Тень Александра | страница 27
Наверное, это была самая неловкая попытка извинения, которую я когда-либо слышал, но, без сомнения, и самая трогательная.
— Итальянское, говоришь? — Я крутанул коробку с пиццей, которую держал в руке. — Я только сейчас получил заказ — огромную пиццу «ветчина и грибы». Это тебе подойдет?
Его вздох облегчения вызвал у меня неудержимое желание рассмеяться.
— Пицца? Пойдет. Я буду у тебя через десять минут.
— Осторожно переходи улицу, — пошутил я и, положив трубку, от души расхохотался.
Я поставил пиццу на кухонный стол, достал приборы. Немного поколебавшись, остановился перед корзиной с грязным бельем с таким видом, будто готовился к смертельной схватке, и, пока не передумал, запихнул его в стиральную машину.
Стоя на циновке у двери, Ганс потрясал коробкой с пирожными и двумя бутылками содовой. Он был в том же спортивном костюме, в котором я его оставил, обесцвеченные волосы взлохмачены. Он явно еще не появлялся дома.
— У меня есть десерт и чем его запивать.
Я посторонился, пропуская его, он поставил бутылки с водой и пирожные на журнальный столик в гостиной, где нас ждала пицца.

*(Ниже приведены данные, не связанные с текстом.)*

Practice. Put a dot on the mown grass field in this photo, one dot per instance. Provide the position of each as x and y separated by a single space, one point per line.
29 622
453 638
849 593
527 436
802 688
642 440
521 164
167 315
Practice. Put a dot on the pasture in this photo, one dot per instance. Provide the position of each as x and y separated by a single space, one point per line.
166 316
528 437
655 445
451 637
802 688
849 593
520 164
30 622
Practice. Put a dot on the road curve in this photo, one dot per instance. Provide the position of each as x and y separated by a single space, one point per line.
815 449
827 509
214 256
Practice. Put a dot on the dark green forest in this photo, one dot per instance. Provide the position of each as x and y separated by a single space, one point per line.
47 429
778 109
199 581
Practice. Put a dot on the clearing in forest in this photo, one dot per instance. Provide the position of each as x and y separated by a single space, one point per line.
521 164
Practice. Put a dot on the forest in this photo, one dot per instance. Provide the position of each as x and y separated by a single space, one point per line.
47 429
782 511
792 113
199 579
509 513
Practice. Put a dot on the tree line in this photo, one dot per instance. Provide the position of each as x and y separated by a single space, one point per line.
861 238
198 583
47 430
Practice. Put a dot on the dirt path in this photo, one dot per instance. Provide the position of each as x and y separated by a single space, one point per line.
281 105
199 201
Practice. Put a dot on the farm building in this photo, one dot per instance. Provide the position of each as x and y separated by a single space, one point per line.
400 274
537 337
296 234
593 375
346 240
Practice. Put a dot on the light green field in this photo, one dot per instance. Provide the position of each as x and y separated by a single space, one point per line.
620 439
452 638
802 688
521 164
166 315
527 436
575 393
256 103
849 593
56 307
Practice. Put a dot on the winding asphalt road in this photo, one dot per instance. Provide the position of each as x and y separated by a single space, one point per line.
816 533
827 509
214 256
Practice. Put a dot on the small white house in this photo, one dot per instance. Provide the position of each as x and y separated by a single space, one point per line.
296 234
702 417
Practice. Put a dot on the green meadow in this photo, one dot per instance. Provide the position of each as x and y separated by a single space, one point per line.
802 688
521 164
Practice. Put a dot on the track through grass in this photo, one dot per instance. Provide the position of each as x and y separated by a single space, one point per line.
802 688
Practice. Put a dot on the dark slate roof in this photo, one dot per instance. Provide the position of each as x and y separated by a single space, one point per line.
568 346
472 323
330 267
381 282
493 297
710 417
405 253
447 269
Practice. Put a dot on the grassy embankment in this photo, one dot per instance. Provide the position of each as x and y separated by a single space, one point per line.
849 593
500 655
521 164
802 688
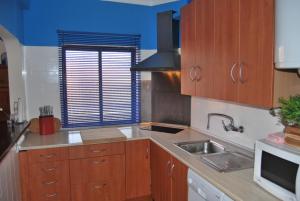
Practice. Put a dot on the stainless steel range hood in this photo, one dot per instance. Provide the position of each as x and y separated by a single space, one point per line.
167 57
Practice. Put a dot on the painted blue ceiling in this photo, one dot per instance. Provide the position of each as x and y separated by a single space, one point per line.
38 20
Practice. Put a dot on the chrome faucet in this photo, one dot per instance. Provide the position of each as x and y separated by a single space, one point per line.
228 127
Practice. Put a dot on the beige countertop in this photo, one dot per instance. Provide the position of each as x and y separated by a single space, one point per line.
238 185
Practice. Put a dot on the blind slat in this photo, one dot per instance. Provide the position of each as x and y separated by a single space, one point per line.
96 85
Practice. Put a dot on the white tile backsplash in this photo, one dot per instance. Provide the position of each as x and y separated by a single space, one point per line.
10 178
42 83
258 123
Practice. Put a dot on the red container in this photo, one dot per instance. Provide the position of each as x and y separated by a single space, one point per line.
46 125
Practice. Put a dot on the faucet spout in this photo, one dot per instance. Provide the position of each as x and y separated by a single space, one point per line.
229 127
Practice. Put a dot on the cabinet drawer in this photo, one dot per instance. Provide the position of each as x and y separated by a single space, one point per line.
56 195
88 151
49 174
47 155
98 169
98 191
49 181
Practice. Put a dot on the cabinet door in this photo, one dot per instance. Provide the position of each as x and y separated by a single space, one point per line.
188 62
179 181
99 178
226 49
256 52
160 173
204 49
137 169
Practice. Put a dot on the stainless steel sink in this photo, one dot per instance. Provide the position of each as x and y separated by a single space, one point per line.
216 156
201 147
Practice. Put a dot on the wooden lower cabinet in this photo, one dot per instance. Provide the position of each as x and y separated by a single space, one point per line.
138 178
132 171
168 176
98 178
45 175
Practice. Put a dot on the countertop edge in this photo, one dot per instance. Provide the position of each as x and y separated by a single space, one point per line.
15 140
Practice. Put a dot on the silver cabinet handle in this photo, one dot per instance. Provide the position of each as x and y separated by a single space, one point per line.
172 168
147 153
192 74
169 168
198 75
99 186
51 195
49 182
47 156
49 169
231 72
242 80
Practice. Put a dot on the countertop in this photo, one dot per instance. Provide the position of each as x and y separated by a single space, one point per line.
9 137
238 185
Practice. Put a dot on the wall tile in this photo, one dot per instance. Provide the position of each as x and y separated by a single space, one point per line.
258 123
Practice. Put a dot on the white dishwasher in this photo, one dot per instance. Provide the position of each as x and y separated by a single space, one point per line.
202 190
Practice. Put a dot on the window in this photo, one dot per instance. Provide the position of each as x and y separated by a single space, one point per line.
97 86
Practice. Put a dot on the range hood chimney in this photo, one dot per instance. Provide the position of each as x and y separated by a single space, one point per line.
167 57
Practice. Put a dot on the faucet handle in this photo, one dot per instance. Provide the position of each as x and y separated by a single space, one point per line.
225 126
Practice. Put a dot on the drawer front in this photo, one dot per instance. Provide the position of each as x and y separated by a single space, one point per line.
98 191
47 155
96 150
49 181
55 195
49 174
102 168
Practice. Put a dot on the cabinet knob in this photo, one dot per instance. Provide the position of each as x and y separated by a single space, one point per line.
242 79
198 73
53 195
232 71
47 156
192 74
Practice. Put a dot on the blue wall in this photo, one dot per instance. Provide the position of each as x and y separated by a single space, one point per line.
35 22
44 18
11 16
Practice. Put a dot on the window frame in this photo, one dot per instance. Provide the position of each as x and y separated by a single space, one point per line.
134 100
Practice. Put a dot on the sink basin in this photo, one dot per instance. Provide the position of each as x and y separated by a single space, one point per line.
201 147
228 161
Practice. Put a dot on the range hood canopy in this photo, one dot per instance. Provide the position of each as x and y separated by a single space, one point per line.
167 57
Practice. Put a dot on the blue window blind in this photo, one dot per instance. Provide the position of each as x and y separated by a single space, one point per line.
97 87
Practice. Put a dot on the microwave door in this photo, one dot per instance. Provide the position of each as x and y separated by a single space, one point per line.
279 171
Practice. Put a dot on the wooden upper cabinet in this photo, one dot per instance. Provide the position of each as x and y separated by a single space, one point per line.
226 49
138 173
161 182
229 45
204 50
256 52
169 176
188 57
179 181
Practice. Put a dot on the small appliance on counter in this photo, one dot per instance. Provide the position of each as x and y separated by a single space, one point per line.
276 167
46 120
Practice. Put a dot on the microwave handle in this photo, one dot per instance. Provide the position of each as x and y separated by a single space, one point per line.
298 184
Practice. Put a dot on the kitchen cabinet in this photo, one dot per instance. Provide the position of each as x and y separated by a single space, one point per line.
138 175
98 172
168 176
45 175
197 48
188 58
234 41
179 181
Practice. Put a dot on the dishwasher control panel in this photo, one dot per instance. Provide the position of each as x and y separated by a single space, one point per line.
202 190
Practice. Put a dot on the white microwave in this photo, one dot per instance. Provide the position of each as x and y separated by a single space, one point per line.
276 168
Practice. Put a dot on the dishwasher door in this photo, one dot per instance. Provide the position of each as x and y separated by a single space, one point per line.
201 190
194 196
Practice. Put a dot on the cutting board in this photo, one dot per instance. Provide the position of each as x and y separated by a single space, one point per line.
101 135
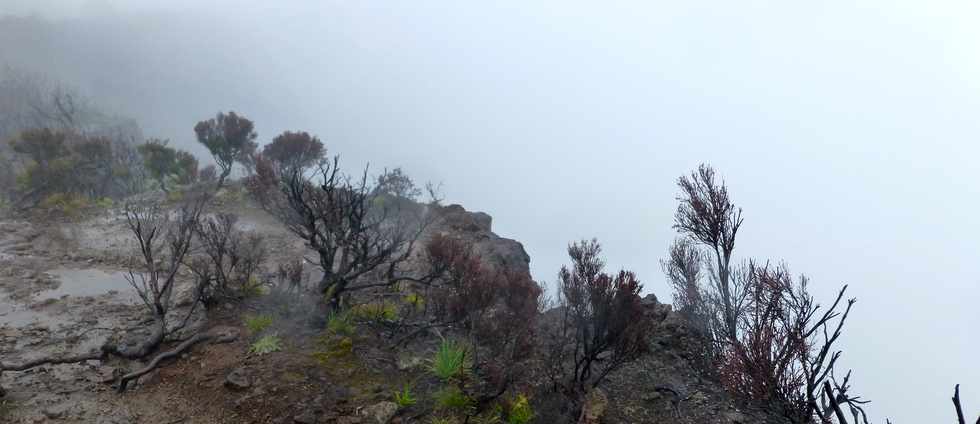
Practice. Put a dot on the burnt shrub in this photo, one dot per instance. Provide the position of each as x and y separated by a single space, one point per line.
232 258
295 150
602 324
230 138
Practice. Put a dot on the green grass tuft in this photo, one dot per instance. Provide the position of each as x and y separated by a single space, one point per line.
520 411
451 361
404 398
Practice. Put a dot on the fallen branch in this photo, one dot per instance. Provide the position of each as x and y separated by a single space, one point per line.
47 360
213 337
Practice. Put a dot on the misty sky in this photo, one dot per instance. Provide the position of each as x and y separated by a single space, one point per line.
847 131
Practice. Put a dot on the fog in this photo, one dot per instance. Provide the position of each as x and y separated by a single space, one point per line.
847 132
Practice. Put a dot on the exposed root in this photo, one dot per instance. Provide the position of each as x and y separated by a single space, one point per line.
47 360
212 336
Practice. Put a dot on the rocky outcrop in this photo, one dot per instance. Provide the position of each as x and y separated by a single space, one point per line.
668 384
476 227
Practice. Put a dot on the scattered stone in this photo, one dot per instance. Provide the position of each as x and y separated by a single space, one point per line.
56 411
409 362
306 417
380 413
735 417
153 377
595 406
238 380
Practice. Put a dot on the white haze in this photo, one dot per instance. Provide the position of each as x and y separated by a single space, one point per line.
847 131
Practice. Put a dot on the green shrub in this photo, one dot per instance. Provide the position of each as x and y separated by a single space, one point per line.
415 300
340 323
252 288
374 312
266 344
451 361
404 398
520 411
451 398
257 323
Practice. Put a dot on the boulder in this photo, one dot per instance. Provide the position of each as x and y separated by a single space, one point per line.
238 380
380 413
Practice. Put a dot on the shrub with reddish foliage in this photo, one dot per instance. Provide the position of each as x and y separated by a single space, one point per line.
497 307
601 316
295 150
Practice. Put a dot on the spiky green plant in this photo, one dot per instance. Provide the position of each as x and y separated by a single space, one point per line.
266 344
451 360
415 300
374 312
257 323
520 411
405 398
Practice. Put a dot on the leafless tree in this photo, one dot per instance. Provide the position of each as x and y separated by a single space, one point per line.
230 138
163 240
707 217
602 326
784 353
959 407
353 231
232 257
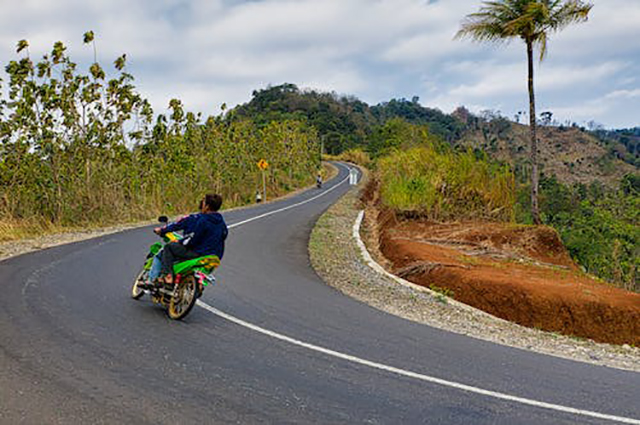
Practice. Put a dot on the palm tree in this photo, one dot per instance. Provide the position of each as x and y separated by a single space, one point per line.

Ганс расположился или, вернее, скрючился в уголке дивана и сжал скрещенные руки коленями. Его взгляд лихорадочно бегал по комнате, безуспешно отыскивая тему для разговора. Я прервал его пытку прежде, чем он додумался заговорить о венецианской вазе или о цвете обоев.
— Бери себе, пожалуйста.
С облегчением от мысли, что сможет наконец чем-то занять свои руки, он потянул к себе кусок пиццы, который, словно для того, чтобы еще более усугубить его мучения, упорно сопротивлялся. Я посмотрел на кусок пиццы, оставшийся у него в руке, перевел взгляд на пятно томатного соуса на столе. Ганс покраснел.
— Прости…
Я протянул ему бумажную салфетку, и он начал лихорадочно вытирать стол.
— И почему эти пиццы всегда разрезают пополам, перед тем как запихнуть в коробку, вот кретинизм!
— Ганс…
— А на пакетах молока всегда пишут «легко открывается», но в конце концов их проходится открывать с помощью ножниц, — продолжил он, злобно глядя на стол. — А «закрывающиеся» пакетики никогда снова не закрываются.
— Ганс…
Он поднял голову и наконец осмелился посмотреть мне в глаза.
— Я думаю, тебе пора забыть о томате.
Он взглянул на чуть испачканную салфетку, на чистый уже стол, потом схватил кухонный нож и разрезал пиццу на куски, испортив весь ее вид.
Я уселся на полу на большой диванной подушке, взял тарелку, которую протянул мне Ганс, и, чтобы немного разрядить атмосферу, начал рассказывать ему о Бертране, о своем отце и о дружбе, связывавшей их с дедом Ганса. Я думал, что это поможет ему расслабиться, но все было тщетно.